In a recent case issued by the Supreme Court of Puerto Rico (“the Court”), the Court addressed the standard and level of proof that must be presented by employers when raising as an affirmative defense a corporate reorganization. In Segarra Rivera vs. International Shipping Agency, 2022 T.S.P.R. 33, 208 D.P.R. ____ (Mar. 23, 2022), the Court ruled that in cases involving unjustified dismissal claims under Act No. 80 of May 30, 1976 (Act 80), the employer is not required to present evidence in a specific way of a bona fide accreditation in order to lawfully prove the existence of a reorganization process or business plan. Accordingly, it should be enough for employers to certify and prove that the business reorganization implemented a valid managerial decision and was not made on a mere whim.

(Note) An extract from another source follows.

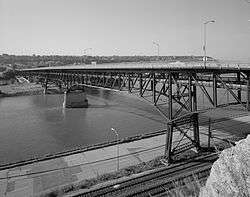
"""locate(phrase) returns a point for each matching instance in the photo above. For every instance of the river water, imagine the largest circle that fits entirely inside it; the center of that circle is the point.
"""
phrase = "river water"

Plaintiff filed suit against his employer for unjustified dismissal, age discrimination and damages, after thirty-six employees were dismissed due to a company reorganization. According to plaintiff, the company was using the reorganization and workforce reduction as a sham to justify the dismissals. The company, in turn, alleged that they had dismissed the employees pursuant to a bona fide reorganization. Specifically, the company had, because of business reasons, changed the type of service they offered to the public. As a result, the company needed to restructure the workforce to align with their updated services and operations. In support, the employer offered evidence to prove the bona fide nature of the reorganization, specifically providing documentation of income decrease due to the loss of their main customers. The company further presented evidence of having lost a major client that accounted for 65%-75% of their business traffic.
The Court, in introducing its discussion of the Act 80 claim, recognized that our legal system does not prohibit employers from dismissing their employees but that it seeks to protect employee rights only against an employer’s arbitrary actions. Act 80 specifically provides just cause for dismissals related to total, temporary or partial closure of operations and reorganization changes in the services rendered to the public, as well as downsizing made necessary by a reduction in the volume of production, sales, or profit or for the purpose of increasing competitivity or productivity.1
The Court further explained that Act 80 acknowledges there are circumstances in the operation and management of a business that may merit dismissing an employee for just cause. Employers may, therefore, lawfully dismiss their employees in the context of a company reorganization, provided that the reorganization is bone fide and not based on a mere whim. In such cases, employers may optimize resources by eliminating job positions, creating new ones, or merging preexisting roles. A bona fide accreditation in these situations means that employers cannot simply claim the existence of a reorganization to automatically justify employment dismissals; rather, the employer should provide supporting evidence of the implemented reorganization plan as well as its usefulness towards meeting the employer’s stated purpose. A decrease in production, sales, or profits in a company — if the decrease is substantial enough that it threatens the continuity of the business — can also support employers that take necessary measures to limit expenses, such as reducing the workforce. When claiming such a defense, an employer must provide evidence of the decrease in production and establish the causal relationship between the economic circumstances and the need for the employee dismissal. In this case, the Court held that the undisputed facts and the evidence provided by the employer showed there was no material dispute over the employee’s dismissal, since it resulted from a bona fide reorganization, to wit: a change in services rendered to the public, in response to a substantial decline in profits and the economic crisis the company was facing.
In so reasoning, the Court reiterated its previous ruling in SLG Zapata v. JF Montalvo, 189 D.P.R. 414 (2013), stating a court’s function is not to administer or advise employers on how to manage their companies, as long as their decisions are not motivated by discriminatory reasons and are not made arbitrarily. The opinion further clarifies that to demonstrate just cause for dismissal, it is sufficient for the employer to provide evidence of a valid reason for termination, such as a business reorganization. Thus, the obligation imposed by Act 80 is not subject to proving the existence of a business restructuring plan in a specific way. It’s sufficient for employers to demonstrate that the action responded to a valid managerial decision under the circumstances and was not arbitrary. The PRSC then ruled the company had showed it carried out a business reorganization to handle an economic crisis and adapt to the situation in a competitive way. Said reorganization had clearly changed the services rendered at the company.
Hon. Justice Estrella Martínez dissented (Hon. Justices Oronoz Rodríguez and Colón Pérez joining), contending that the Court’s ruling relaxes the necessary supporting evidence that an employer must present to justify a dismissal under the assumption of a business reorganization, giving employers a blank slate to justify workforce reductions on the pretext of a reorganization.
See Footnotes
1 P.R. Laws Ann. tit. 29 § 185b(d)(e)(f).